The 95% concentration interval (CI) of mean GH levels for 12-h overnight GH profiles was obtained using the method of Rose et al. (19) for comparing mean GH levels. To apply the normal values for data obtained with our GH assay we exchanged samples between our laboratory and Hazleton Washington Laboratories (Vienna, VA). A regression curve was subsequently constructed and the 95% CI of the normal values was recalculated for our assay. The 95% CI for the mean overnight GH level for our assay is 6.5–21.2 (mean 10.5) mU/l for prepubertal boys below 9 years and 6.5–23.3 (mean 10.8) mU/l for prepubertal boys over 9 years. For pubertal boys, the mean overnight GH levels ranged from 11.6 mU/l (Tanner stage 2) to 17.2 mU/l (Tanner stage 4). Mean GH levels are expressed as SDS values for age and Tanner stage using these normal values.

Statistics

The differences between PAH and achieved adult height were tested with the Wilcoxon signed ranks test.

	Results

Top Abstract Introduction Patients and methods Results Discussion References

 
The mean age of the 15 boys was 12.3 years (range 8.5–15.8). The mean duration of SMS treatment was 33 months (range 12–66 months).

Short-term effect

Table 2 shows the HV during the first year of treatment in the boys without androgen treatment. In all but one, HV decreased after the start of treatment. During the first year of SMS treatment, bone maturation was retarded (BA/calendar age (CA) <1) in half of the boys in whom this could be evaluated.
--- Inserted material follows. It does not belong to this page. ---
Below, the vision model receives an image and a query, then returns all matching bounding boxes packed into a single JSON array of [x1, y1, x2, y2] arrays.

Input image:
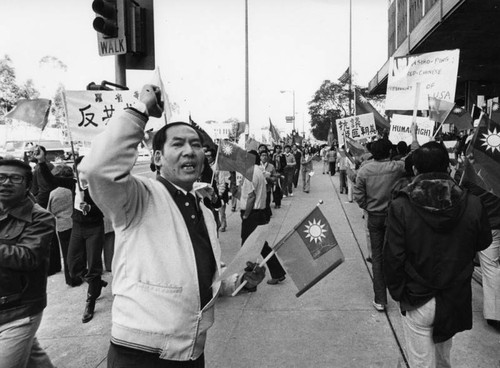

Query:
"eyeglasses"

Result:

Effect of SMS treatment on reduction of final height is shown in Table 3. At final height, the mean effect of treatment (i.e. predicted adult height minus achieved adult height) according to the IPHGP in group 1 was –0.8 cm (range –6.4 to +5.7 cm). The mean change in group 2 was +1.4 cm (range +0.3 to +1.6 cm). According to BP the mean change in group 1 was +4.9 cm (range –0.7 to +10.2 cm) and in group 2 it was +5.4 cm (range +1.2 to +9.7 cm). For all boys together, the mean change according to BP was significant. All patients in group 2 showed a reduction in final height.

In the 12-h GH profiles, mean GH level showed a wide range of values with levels clearly in the normal range to levels less than –2 S.D. below the mean for age and Tanner stage. Mean GH level was 9.5 mE/l (range 2.3–20.1) (n = 9) just before the start of SMS treatment and 4.7 mE/l (range 0.2–10.0) (n = 9) during SMS treatment. Mean GH level expressed as SDS values for Tanner stage was –1.2 (range –3.9 to +1.2) before the start of treatment. At the second observation in four boys after 1 day of SMS treatment, mean GH level SDS was –3.3 and in five boys after 3 months (104–115 days) mean GH level SDS was –3.6.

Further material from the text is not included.